RAF MILDENHALL, England – Sixty service members and spouses from across Europe gathered together for the Master Resilience Trainer Course here, Feb. 12-16.
The course is designed to take students who have already become resilience trainer assistants and enhance their skills by learning about the scientific research supporting their techniques.
“We teach a core curriculum that is built to help make people stronger mentally,” said Terry Brazil, master resilience trainer contractor. “The services we provide are designed to help people fix challenges and problems by helping them tap into their strengths and be as effective as they can.”
The trainers provide the students with a deeper understanding of the core concepts so they can share the knowledge with their home units.

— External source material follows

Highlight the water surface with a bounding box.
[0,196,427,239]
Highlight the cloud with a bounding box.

“Airmen are able to go back to their unit and do two things: first is to go forward and train, and second, act as ambassadors of the program and demonstrate their newfound skills,” Brazil explained. “That’s a critical piece because you can be an awesome trainer, but if you aren’t practicing the skills, people see that and they see right through it.”

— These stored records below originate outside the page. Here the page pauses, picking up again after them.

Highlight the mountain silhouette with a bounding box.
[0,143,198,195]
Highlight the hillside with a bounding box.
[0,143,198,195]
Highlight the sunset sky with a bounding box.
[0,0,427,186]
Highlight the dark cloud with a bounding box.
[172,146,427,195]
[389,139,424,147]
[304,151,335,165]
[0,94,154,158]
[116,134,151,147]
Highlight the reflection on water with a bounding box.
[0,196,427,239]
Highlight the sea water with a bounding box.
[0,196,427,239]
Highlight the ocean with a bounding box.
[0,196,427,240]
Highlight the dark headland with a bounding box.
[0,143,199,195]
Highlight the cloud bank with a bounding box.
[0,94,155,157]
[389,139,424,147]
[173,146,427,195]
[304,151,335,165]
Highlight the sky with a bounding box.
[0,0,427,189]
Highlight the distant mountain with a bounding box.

Personnel from Stavanger, Norway; Aviano Air Base, Italy; Moron Air Base, Spain; and surrounding bases in the United Kingdom participated in this collaborative workshop.
“I wanted to become an MRT because I love to help people and to be of service to others,” said Staff Sgt. Genevieve Villela, 100th Comptroller Squadron NCO-in-charge of financial operations. “With this, I am learning skills to better myself as a person, as a supervisor and as a leader.”
The week-long training culminated with two days of student teach-back, where the students demonstrated to their teachers and the rest of the class what they learned.
“For us, the teach-backs are one of the most reinforcing parts of the curriculum and the week,” said Brazil. “We get to see how they’ve internalized what we have been talking about, and it’s a lot of fun to see people really shine.”
The course aims to help people deal more effectively with daily challenges so that when more difficult ones arise the MRTs are able to deal with them.
“This is not just about major adversities, it’s about life and the day-to-day hassles,” Brazil said. “We want students to gain perspective and get a deeper understanding of why we do some of the things we do.”
The class maintains a positive atmosphere, focusing on bettering the student’s ability to deal with stress.
“I think it’s a great opportunity and I would suggest if anyone has the opportunity to be an RTA or an MRT, definitely take it up. You meet a lot of good people, you learn skills and better yourself,” Villela said. “You learn skills for your job that you can utilize in your life or wherever you go.”